U hebt het over de ziekte van onze maatschappij. Wat bedoelt u daarmee?

“Als psychiater luister ik in de beslotenheid van mijn consultatieruimte naar het verdriet van individuele mensen, maar ik vond altijd dat de wereld daar ook mee te maken had. Ik gaf vaak lezingen voor een groot publiek over psychiatrische ziektebeelden en dan werd vaak duidelijk dat het grote publiek en mijn patiënten eigenlijk dezelfde problemen verwoorden.

Toen ik daar verder over nadacht bleek dat de diagnose borderline heel erg overeenkwam met de problemen van de wereld. Mijn boek Borderline Times werd onverwacht een bestseller. Blijkbaar herkennen veel mensen zich in de redenering dat de psychiatrische problematiek niet losstaat van de wereld, maar een uitvergroting is van de wereld.”

Wat is uw boodschap?

“Mijn boodschap aan psychiaters is dat hun patiënten geen rare afwijkingen hebben, maar dat zij nog meer dan anderen in het midden van de wereld staan. Psychiaters moeten goed naar hun patiënten luisteren, want zij vertellen iets over ons allemaal. Dat is een belangrijke boodschap, omdat deze wereld de neiging heeft om dat wat patiënten vertonen weg te zetten als niet normaal en als ook niet van betekenis. Zij moeten behandeld worden en daarna kunnen ze hun plaats in de wereld weer innemen alsof er verder niks aan de hand is. Ik wil het graag omdraaien: wat patiënten vertellen is van groot belang voor iedereen.”

Psychiaters moeten goed naar hun patiënten luisteren, want zij vertellen iets over ons allemaal.

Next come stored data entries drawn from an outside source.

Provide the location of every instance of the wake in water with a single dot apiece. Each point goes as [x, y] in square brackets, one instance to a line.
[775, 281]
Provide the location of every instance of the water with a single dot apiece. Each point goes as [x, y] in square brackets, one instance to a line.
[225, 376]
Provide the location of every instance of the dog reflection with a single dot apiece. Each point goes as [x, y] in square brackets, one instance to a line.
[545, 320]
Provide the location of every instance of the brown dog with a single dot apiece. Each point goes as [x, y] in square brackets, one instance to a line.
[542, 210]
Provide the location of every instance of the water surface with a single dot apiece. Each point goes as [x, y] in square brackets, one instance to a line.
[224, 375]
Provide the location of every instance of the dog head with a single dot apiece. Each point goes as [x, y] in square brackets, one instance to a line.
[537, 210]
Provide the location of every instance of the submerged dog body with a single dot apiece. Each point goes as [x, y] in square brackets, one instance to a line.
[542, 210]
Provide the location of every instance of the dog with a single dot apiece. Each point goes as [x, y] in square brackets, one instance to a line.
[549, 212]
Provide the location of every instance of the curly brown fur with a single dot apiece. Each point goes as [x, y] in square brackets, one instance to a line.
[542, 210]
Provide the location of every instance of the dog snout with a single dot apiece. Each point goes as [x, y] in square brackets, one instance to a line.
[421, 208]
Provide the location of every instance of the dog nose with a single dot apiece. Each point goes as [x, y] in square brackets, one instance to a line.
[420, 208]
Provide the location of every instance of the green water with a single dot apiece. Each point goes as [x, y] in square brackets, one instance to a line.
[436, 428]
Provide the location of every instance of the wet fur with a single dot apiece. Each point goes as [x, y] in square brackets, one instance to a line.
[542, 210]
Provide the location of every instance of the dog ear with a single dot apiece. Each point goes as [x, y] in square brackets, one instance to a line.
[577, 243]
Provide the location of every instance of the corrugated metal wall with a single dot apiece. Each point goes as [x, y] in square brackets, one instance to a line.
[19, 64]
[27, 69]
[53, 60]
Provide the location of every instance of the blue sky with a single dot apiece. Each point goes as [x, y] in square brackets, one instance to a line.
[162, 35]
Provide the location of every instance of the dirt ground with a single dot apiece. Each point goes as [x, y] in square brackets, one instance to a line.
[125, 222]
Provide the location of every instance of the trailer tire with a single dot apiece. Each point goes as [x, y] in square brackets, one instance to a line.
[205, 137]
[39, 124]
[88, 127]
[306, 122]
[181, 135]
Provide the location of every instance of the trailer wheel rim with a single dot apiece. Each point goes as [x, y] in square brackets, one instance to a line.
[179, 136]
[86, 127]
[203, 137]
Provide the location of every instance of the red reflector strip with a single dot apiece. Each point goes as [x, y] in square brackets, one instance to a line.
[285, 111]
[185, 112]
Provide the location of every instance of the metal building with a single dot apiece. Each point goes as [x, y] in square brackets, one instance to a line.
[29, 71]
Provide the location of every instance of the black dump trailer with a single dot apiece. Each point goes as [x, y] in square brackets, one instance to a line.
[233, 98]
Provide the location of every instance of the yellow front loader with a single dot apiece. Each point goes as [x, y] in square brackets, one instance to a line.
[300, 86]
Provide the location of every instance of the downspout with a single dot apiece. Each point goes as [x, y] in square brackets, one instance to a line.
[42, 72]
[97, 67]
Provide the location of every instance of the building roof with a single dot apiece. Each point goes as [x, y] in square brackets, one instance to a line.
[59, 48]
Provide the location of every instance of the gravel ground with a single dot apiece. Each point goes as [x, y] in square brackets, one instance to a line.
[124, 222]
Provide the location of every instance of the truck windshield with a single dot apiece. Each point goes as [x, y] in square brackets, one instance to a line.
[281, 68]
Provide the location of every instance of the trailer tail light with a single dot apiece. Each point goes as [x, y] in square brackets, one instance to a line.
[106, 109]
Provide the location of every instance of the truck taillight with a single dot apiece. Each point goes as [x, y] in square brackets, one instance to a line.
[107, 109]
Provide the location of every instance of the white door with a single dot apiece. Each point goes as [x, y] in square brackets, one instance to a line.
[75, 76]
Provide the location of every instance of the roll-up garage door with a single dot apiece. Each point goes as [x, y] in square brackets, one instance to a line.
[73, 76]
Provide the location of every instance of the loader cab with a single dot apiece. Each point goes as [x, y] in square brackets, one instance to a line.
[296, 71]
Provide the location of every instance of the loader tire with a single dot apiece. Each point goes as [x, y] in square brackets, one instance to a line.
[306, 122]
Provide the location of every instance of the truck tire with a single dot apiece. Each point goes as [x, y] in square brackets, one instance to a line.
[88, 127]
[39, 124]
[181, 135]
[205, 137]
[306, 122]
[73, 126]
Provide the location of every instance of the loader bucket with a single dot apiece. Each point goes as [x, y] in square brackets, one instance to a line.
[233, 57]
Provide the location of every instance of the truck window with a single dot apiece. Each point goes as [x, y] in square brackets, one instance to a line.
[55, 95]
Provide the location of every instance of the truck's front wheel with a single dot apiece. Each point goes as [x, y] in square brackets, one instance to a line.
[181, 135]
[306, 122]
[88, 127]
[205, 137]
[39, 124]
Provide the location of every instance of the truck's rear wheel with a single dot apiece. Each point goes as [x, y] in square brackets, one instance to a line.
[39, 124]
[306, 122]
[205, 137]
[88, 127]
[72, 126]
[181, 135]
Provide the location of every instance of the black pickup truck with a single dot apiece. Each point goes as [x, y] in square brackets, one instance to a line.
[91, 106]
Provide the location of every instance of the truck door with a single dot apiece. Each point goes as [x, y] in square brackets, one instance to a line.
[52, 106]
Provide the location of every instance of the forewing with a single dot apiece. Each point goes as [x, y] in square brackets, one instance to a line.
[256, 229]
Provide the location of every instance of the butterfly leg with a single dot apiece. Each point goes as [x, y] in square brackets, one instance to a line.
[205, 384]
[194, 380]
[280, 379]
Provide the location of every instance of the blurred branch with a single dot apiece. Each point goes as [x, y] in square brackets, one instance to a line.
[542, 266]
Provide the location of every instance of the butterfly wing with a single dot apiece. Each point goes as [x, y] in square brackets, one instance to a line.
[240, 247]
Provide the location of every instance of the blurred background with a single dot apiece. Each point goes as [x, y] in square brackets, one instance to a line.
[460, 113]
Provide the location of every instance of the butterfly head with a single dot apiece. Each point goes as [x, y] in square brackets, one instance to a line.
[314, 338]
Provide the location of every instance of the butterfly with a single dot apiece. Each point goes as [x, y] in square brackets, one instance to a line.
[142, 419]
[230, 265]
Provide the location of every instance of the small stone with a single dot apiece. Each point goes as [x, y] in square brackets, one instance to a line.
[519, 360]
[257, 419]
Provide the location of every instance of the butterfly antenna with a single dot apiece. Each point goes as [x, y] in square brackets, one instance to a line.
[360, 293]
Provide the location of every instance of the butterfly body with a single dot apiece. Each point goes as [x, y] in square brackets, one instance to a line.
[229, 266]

Wat vertellen die patiënten?

“Ze vertellen en vertonen de kenmerken die ik terugzie in de maatschappij. Relationele instabiliteit is een kenmerk van borderline. Als ik om mij heen kijk, dan zie ik dat dat een fundamenteel kenmerk is van de huidige Westerse wereld. Onze relaties zijn niet meer zo duurzaam en vast als twee generaties geleden.

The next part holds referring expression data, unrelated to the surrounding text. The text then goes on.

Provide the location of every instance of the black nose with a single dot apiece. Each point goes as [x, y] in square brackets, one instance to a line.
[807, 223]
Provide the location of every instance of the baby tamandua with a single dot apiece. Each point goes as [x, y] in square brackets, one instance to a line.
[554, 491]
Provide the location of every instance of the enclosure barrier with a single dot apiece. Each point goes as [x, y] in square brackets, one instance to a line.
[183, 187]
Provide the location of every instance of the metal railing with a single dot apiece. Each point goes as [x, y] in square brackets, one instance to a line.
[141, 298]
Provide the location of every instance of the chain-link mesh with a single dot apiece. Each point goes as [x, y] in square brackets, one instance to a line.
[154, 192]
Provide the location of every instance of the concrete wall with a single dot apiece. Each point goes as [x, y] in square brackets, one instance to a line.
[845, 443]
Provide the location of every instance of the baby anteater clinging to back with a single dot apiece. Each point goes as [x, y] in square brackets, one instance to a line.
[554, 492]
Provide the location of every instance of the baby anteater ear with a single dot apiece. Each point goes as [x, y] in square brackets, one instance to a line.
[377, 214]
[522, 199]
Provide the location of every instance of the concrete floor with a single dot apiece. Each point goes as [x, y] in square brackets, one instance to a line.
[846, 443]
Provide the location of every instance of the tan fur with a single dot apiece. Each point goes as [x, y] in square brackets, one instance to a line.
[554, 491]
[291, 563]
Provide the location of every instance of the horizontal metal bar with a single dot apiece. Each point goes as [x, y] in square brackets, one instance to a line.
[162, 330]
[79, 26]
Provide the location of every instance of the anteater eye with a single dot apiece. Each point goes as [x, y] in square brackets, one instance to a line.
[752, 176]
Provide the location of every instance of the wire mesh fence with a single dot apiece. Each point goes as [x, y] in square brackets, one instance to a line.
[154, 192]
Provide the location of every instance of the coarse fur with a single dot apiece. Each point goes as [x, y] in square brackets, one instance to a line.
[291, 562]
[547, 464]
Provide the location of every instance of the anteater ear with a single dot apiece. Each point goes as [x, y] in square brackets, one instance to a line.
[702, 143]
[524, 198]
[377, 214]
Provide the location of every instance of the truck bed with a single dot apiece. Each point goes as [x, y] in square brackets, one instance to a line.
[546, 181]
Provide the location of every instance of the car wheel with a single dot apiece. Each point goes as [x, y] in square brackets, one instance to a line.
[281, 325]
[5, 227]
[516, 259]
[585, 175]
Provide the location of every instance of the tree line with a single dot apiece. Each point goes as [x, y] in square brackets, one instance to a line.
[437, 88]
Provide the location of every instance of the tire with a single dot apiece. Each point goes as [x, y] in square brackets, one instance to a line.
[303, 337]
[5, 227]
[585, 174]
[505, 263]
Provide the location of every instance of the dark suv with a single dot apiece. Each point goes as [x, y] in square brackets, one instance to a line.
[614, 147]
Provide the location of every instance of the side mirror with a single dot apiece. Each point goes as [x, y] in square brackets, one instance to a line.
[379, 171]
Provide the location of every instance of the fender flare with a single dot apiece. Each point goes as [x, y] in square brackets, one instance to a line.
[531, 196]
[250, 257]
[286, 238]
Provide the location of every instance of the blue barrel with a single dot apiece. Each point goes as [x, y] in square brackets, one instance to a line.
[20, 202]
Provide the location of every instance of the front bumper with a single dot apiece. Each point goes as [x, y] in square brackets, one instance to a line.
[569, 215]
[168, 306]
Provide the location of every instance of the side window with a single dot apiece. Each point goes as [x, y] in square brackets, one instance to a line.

Een kenmerk wat ik ook zie zijn hardnekkige gevoelens van eenzaamheid. Ik denk dat die eenzaamheid en individualiteit wezenlijke kenmerken zijn in de grootstedelijke Westerse wereld, waar we in grote gemeenschappen dicht op elkaar wonen en elkaar niet kennen. Gemeenschappen waar we onze vrienden alleen maar op facebook ontmoeten, waar ieder in zijn eigen studio zit met zijn eigen eenpersoons diepvriesmaaltijd en weinig connectie heeft met anderen. Dat is de inbunkering van de ikkigheid. Het blijkt uit onderzoek dat eenzaamheid het grootste probleem van de moderne mens is. Dus als mensen dat afdoen als een psychiatrisch symptoom, dan vraag ik hen om eens na te gaan of het als symptoom van de wereld ook niet van betekenis is. Ik denk namelijk van wel. We zijn verbonden wezens die zich ontwikkelen in de spiegeling met onze geliefden en in verbondenheid met anderen.

girl-1848477_1920
Beeld door: Pixabay

Het centrale kenmerk vind ik de hardnekkige gevoelens van leegte en zinloosheid. Volgens mij is dat de core-business. Alle andere kenmerken zijn daar fenomenen van. In onze samenleving lijkt dat de belangrijkste uitdaging: de zin van het bestaan. Dat heeft volgens mij te maken met de secularisering van onze maatschappij. Uit de geschiedenis van tweeduizend jaar traditie is heel snel een bijna anti-religieuze beweging ontstaan die het kind met het badwater heeft weggespoeld. En wij staan daar nu eenzaam en naakt onder de hemel, niet goed wetende wat er moet gebeuren. Er is geen goddelijkheid om aan te refereren. Ik pleit absoluut niet voor een terugkeer van de maatschappij van gisteren, dat kan ook niet, maar ik pleit er voor om heel goed na te denken over de zin van het bestaan. Over wat het leven is en hoe we kunnen leven. Dat is de onderliggende boodschap.”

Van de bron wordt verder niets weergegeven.